Chris was rubbing the bridge of his nose. After a moment, he said, “I was given to understand that the people who talked to her, and this is a quote, ‘kinda sucked,’ and were mostly girls. And that the few boys she spoke to, quoting again, ‘really sucked.’ She was a little less clear about how she’d responded to those who ‘sucked.’” He sighed again. “Same as in Raleigh, it turns out.”
“By lunchtime she wasn’t smiling anymore,” Cali said, her voice softer, a somber expression on her face. “That morning she would smile at people, and they would go talk to her, and she’d stop smiling after a bit. She stopped smiling at anyone by lunch. Would just stare down anyone who approached.”
“You seem to have paid pretty close attention to her,” Chris said, his eyes focused on Cali across the kitchen island’s bar.
“She’s so lithe, and so pretty. And so lithe,” Cali responded with a wistful sigh, her eyes a little glassy.
“Maybe you could point out to her which boys are actually decent,” Chris said, giving Cali a smile. He then turned and looked at Ryan.
“To get back to the previous topic,” Ryan said, “If you must know, I have found a little work as an interweb security consultant.” He rose, his plate cleared. “Eat your breakfast before it gets cold, Cali.”
At more or less the same time, Cali muttered, “I get the feeling you’re telling me she’s not into girls. Le sigh.” She started eating.
“You eat too fast,” Angie said to Ryan. She still had about two thirds of what she’d started with, which meant she’d eaten like three-quarters as much as Ryan already.

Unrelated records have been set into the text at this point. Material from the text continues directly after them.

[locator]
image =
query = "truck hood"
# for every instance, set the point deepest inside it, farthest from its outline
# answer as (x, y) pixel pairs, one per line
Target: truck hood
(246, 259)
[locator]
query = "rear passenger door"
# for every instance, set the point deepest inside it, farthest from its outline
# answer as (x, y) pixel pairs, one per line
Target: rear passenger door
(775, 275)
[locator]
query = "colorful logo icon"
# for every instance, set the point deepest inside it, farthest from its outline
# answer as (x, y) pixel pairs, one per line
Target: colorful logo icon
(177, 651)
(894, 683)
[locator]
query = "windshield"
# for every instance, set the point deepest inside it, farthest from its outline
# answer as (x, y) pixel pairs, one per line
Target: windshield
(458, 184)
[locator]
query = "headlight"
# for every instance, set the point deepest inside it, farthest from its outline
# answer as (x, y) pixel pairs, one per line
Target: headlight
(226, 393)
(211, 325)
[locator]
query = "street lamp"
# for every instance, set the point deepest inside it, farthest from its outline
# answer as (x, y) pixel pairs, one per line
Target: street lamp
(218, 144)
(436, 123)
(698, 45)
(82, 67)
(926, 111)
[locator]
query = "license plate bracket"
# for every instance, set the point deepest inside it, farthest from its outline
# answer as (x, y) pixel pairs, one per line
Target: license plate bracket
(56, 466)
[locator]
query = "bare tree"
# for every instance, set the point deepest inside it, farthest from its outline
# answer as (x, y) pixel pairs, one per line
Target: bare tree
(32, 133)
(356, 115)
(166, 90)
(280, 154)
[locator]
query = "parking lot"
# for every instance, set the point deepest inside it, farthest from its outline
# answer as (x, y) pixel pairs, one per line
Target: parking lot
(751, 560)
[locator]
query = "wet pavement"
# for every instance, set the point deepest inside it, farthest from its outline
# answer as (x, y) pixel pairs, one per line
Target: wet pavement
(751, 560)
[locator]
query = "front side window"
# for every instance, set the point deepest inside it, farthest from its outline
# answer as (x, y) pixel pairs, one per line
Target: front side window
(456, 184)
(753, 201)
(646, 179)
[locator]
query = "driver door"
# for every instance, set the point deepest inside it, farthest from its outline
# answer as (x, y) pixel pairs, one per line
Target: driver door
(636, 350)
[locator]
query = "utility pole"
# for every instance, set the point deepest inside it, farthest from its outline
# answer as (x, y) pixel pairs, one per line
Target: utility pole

“I was hungry,” Ryan said, “And Chris wants to catch Megan,” he continued, tipping his head toward Chris as he rinsed off his plate. “So we should move.”
“Blech,” Angie said, wrinkling her nose. “I hate scarfing my food.” She took another bite. “You still need to chew better,” she said at Ryan while chewing.
“We’ll wait,” Evan said, and took one of the last bites off his own plate. He chewed, swallowed, and said, “Don’t talk with your mouth full, you’ll choke.” Angie stuck her tongue out at him, which was gross because she still had food in her mouth.
“That’s cool,” Chris said back to Ryan, the general disarray seeming to roll off his back. “Did you develop that app for that?”
“No, that was a personal project,” Ryan said with a smirk. “Now, if you’ll excuse me, I must gather my things, finish my face, and find some shoes.” He sort of waggled one besocked foot up in the air, then strolled out of the room.
About the same time, Evan finished up and went to rinse his own plate. As he did, Chris said behind him, “I get the feeling Ryan keeps his cards close to the chest, huh?”
While Evan put his stuff in the dishwasher, Angie laughed in response and said, “Yeah, you could say that. You might want to ease up on the prying a little. I know we’ve got a magic birthday bond and all, and you did us a serious favor last night, but even so we’ve known you about eighteen hours.”
Chris’s face colored a little again, which made him look much younger. “Aw, that was prying? My apologies. Usually people are way more inclined to tell me about themselves, that’s all. I suppose if he doesn’t want to tell me about it I better respect that.”
“Good plan,” Cali said. She then went back to eating, her eyes focused on nothing in particular.
“I’ma go get my stuff together,” Evan said, then headed toward his room.